We have talked about the low risk version of an emergency where you have the full 3-6 months in safe, accessible accounts. We have also mentioned the high risk-high reward option of barely holding any emergency fund and instead investing the money. Fortunately, there are ways to set up an emergency fund that allow you to avoid sitting on too much cash while also not being extremely risky. These methods should only be used by those very comfortable with their finances.

Using your mortgage: A lot of mortgages have special options for extra payments. One common method is the double-up payment. This typically allows you to make an extra payment on the principal of the mortgage early while also giving you the option to skip-a-payment later on. This can be used as part of your emergency fund. Parking your money in the double-up payment is essentially giving you the same returns as your mortgage rate.
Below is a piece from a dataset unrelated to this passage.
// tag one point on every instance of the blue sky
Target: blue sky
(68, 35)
So if you have a mortgage rate of 3%, that is essentially the returns you are getting on that money and those returns are guaranteed. If an emergency arises, you can now use the skip-a-payment to save money. Having $1,000 in savings for a mortgage payment is the exact same as being able to eliminate that expense instead in an emergency. While you shouldn’t put your entire emergency fund into this, putting in a couple months worth of mortgage payments could improve the efficiency of your emergency fund. It is still a little more risky because in an emergency where you require a large sum of cash up front (say your car died and you need to buy a new one ASAP), you will not have that cash immediately available. This can be offset by the addition of the next method for improving the efficiency of your emergency fund:

Line of Credits. Of course a secured line of credit such as a Home Equity Line of Credit (HELOC) is better, but a standard line of credit works as well. These give you access to fairly low interest debt you could use in the event of an emergency that requires up-front cash. At the time of writing this, you can get HELOC’s with rates lower than 2.95%. This means you can use low-interest debt to avoid being forced to sell off investments at a low even if you don’t have a ton of cash available. In the recession example above, if you used a line of credit instead of selling at the low, the line of credit would have cost very little. When the market returned from the dip, you could sell off your investments to pay off the line of credit. The results would be a small interest fee but avoiding taking a heavy hit on selling investments at a loss. If you are using the previously mentioned double-up payment to bolster your emergency fund, you can use a Line of Credit for access to quick cash and then use the money you are saving by skipping mortgage payments to pay off the line of credit over a couple months instead.

I have 3 months worth of double up mortgage payments saved up. Each monthly payment is $1,000. I also have an emergency fund of $3,000 and a Line of Credit available for $3,000. I am hit with an emergency that will cost me $6,000 up-front. So I use my emergency fund of $3,000 and Line of credit for $3,000. To pay off the line of credit, I now utilize my skip-a-payment over the next 3 months. This saves me $3,000 that would normally be spent on mortgage payments that I now use to pay off the line of credit. 


What is the benefit of this? Home equity line of Credits in particular and mortgages dont have extremely different rates. So if you used the double-up payment and the money sat there for a couple years before you had an emergency, the amount of interest you avoided paying on your mortgage would be quite a bit more than whatever you paid for interest on the line of credit. 

There are lots of options for building and diversifying an emergency fund while still trying to maximize efficiency. How you build yours depends on your tolerance for risk and your need to maximize efficiency. Some people hate risk and others aren’t worried about the relatively minor returns of maximizing efficiency.  Those types of people would just prefer to have an all cash emergency fund. Others take the risky road and put it all in investments. Most take a path somewhere down the middle. The most important thing is that you have a plan and you stick to it.